Let it be divided into right angles starting at 3 points through x. (At right angles, the difference between the hour and minute hands is 15 minutes).

x-(15+(5/60)x)┃=15

then x-(15+(5 60)x)=+15 or =x-(15+(5 60)x)=-15

Get x=0 or x=360 11 x=0 rounded x=360 11

Let's start at 3 o'clock and pass through x to split into flat angles. (The difference between the hour and minute hands at a flat angle is 30 minutes).

x-(15+(5/60)x)┃=30

then x-(15+(5 60)x)=+30 or =x-(15+(5 60)x)=-30

Get x=-180 11 or x=540 11 x=-180 11 rounded x=540 11

Let's start at 3 o'clock and coincide with x points. (The overlapping hour and minute hands are 0 minutes apart, that is, equal).

x=15+(5/60)x

Get x = 180 11

5 60 is the number of degrees the hour hand travels.

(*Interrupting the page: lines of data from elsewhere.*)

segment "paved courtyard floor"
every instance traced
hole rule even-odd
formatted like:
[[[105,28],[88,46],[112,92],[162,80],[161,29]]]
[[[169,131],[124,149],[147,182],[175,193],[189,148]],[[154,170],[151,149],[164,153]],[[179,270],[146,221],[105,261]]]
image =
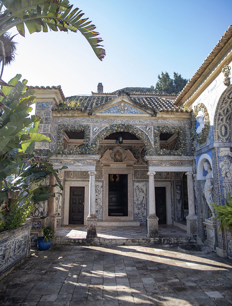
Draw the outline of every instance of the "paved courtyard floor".
[[[86,225],[57,227],[58,236],[77,239],[85,238],[87,233]],[[100,238],[120,239],[121,238],[147,238],[147,226],[98,226],[98,237]],[[186,237],[186,232],[173,225],[159,224],[159,236],[163,237]]]
[[[0,281],[1,306],[232,305],[232,262],[177,245],[52,245]]]

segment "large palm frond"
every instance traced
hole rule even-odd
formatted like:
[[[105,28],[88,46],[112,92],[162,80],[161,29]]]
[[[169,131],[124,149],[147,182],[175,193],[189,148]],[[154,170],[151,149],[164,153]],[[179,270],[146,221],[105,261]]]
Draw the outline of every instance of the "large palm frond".
[[[30,33],[53,31],[79,31],[86,39],[98,58],[102,61],[105,55],[103,41],[97,38],[99,33],[94,30],[88,18],[76,8],[72,9],[67,0],[2,0],[0,1],[0,36],[14,26],[20,34],[25,35],[25,26]]]

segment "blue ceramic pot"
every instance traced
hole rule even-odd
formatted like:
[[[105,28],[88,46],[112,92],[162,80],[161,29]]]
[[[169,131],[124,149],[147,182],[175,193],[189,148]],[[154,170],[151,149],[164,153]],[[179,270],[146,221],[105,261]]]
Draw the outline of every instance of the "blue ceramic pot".
[[[45,242],[43,241],[43,237],[39,237],[37,241],[37,247],[39,250],[48,250],[51,246],[51,240],[49,240],[48,242]]]

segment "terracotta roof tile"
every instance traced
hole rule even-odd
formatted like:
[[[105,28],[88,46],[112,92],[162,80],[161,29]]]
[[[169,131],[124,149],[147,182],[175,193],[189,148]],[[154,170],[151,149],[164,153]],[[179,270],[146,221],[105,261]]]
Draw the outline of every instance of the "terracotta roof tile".
[[[64,95],[64,94],[61,89],[61,86],[60,85],[58,85],[58,86],[52,86],[50,87],[50,86],[46,86],[45,87],[44,86],[29,86],[28,87],[28,89],[58,89],[62,99],[63,101],[65,101],[65,97]]]
[[[55,107],[53,109],[77,110],[83,112],[89,111],[99,105],[103,106],[104,104],[115,97],[112,96],[72,96],[66,98],[72,101],[73,106],[72,107]],[[187,110],[176,106],[173,101],[170,99],[158,97],[130,97],[130,99],[138,104],[156,111],[188,111]],[[74,102],[73,103],[73,102]]]
[[[208,56],[198,68],[194,75],[189,80],[182,91],[178,95],[174,101],[174,103],[175,105],[177,105],[178,104],[180,105],[183,104],[183,102],[181,103],[182,98],[205,71],[210,64],[215,58],[231,36],[232,36],[232,25],[230,25],[228,28],[228,31],[226,31],[224,33],[224,36],[221,36],[220,40],[219,40],[217,44],[214,46],[213,49],[212,50],[211,53],[209,53]]]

Isn't the hour hand at 3 o'clock and the minute hand at 12, that is, the hour hand and the minute hand are at 90°?

,m=5,n-5=1,n=6,m^n=156252.The length of the second side is a+b-(5-a)=2a+b-5, and the third side length is 2a+b-5+a+b=3a+2b-5, then the perimeter is a+b+2a+b-5+3a+2b-5=6a+4b-10, and any two sides of the triangle are longer than the third side, but the first side + second edge = third side, this triangle should not exist.